Ci siamo lasciati male. Cosi come due amanti che si amano, ma non sono felici. Doveva esser l’appuntamento del ritrovato amore, che a fine serata porta a quell’orgasmo passionale. Ma abbiamo chiuso gli occhi in letti diversi, in una notte senza né piacere né sonno.

[Ora è buio ed è vuoto intorno/E alla fine sai che non dormo]

Abbiamo varcato il confine sud del nostro territorio per vivere una domenica di festa. In mille, tra bimbi, ragazzi, famiglie e simpatici anziani. Con sciarpe, bandiere, drappi, divise, e gli zaini pieni “de magnà e beve”. Si, perché l’Asculà lu magnà se lu porta da casa, non si mette a far la fila dal paninaro abruzzese che vende gli Hot Dog. Non è una questione di esser tirchi, è solo che le nostre mamme e le nostre nonne lo zaino te lo riempiono mentre tu stai decidendo ancora quale delle svariate sciarpe cingerti attorno al collo.
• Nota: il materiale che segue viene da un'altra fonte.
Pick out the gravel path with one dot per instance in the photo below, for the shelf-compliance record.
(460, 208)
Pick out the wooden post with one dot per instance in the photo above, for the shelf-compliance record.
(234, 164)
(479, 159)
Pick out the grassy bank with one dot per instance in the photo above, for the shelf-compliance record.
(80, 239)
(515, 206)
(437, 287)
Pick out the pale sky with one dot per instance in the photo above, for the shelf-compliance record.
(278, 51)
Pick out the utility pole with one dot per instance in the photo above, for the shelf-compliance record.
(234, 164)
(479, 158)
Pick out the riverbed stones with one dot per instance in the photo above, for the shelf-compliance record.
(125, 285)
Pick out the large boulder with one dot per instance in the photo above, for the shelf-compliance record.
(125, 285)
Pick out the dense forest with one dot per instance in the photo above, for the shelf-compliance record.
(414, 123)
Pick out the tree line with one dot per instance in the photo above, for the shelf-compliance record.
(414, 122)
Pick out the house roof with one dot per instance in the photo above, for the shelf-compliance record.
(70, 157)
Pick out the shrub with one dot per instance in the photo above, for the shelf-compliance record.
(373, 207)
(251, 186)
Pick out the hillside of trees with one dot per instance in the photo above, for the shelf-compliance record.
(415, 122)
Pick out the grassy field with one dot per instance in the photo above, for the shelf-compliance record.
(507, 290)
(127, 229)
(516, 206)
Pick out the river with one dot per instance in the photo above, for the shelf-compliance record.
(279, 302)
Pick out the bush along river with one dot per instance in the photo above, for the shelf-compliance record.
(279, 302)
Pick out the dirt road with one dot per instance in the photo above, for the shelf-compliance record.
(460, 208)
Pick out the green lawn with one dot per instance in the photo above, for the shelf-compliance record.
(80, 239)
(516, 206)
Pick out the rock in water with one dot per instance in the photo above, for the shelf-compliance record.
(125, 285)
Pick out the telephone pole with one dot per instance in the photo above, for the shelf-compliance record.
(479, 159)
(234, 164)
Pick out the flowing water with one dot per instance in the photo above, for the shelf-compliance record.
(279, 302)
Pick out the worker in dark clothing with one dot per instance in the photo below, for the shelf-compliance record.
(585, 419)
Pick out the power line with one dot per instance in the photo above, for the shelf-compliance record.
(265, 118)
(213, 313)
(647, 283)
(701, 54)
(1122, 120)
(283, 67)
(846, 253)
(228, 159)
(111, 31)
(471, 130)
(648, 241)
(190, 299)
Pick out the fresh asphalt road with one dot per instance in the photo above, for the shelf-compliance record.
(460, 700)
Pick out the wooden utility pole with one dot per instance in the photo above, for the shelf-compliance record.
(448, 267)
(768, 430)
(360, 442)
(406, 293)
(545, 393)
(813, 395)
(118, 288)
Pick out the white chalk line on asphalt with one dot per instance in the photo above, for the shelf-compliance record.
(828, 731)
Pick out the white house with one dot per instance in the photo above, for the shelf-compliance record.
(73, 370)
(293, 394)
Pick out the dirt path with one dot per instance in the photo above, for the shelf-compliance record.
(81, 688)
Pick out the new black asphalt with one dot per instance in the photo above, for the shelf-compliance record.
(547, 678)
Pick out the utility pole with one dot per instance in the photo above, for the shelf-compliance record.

Perché semplicemente la loro partita è quella: prepararti alla partita.

Mentre lo stadio si stagliava all’orizzonte di una losca pineta, eravamo circondati da pattuglie di pulizia con quelle flashanti luci blu. E sopra i nostri occhi, elicotteri a contenere e sorvegliare la passione di un popolo che voleva dare spettacolo nello spettacolo. Eh già, sembrava la regia di quei film fighi, di quelli che ti gasano, di quelli che al ciak, tutti si mobilitano perché arrivi tu, anzi, perché arriviamo noi.

Quanto è bello entrare in uno stadio insieme a tante altre persone, che sono innamorate e sognano come te di vivere quegli attimi di esultanza ed euforia che la routine quotidiana tende a soffocare. Appena finite le scalinate, si spalancano il verde del terreno di battaglia e i colori dell’avversario che si è venuto a fronteggiare. Perché su quei gradoni le emozioni sono come una foglia d’autunno che cade con quel suo modo indecifrabile, sono come un pendolo che non pende mai da un’unica parte, sono come un boomerang che quando torna indietro se non lo sai afferrare ti taglia a metà. Perché lo stadio di chi ti ospita ha sempre il suo fascino, merita sempre rispetto, ha sempre quella magia da conquistare. Molti vedono i tifosi come sfigati che vogliono sfogare le loro paure e depressioni, che non hanno altra ideologia che una bandiera da sventolare. Quei molti non immaginano però, che tra tifoserie opposte c’è più rispetto umano di quello affettato e mascherato che quotidianamente si ha sul posto di lavoro o in giro nei supermercati.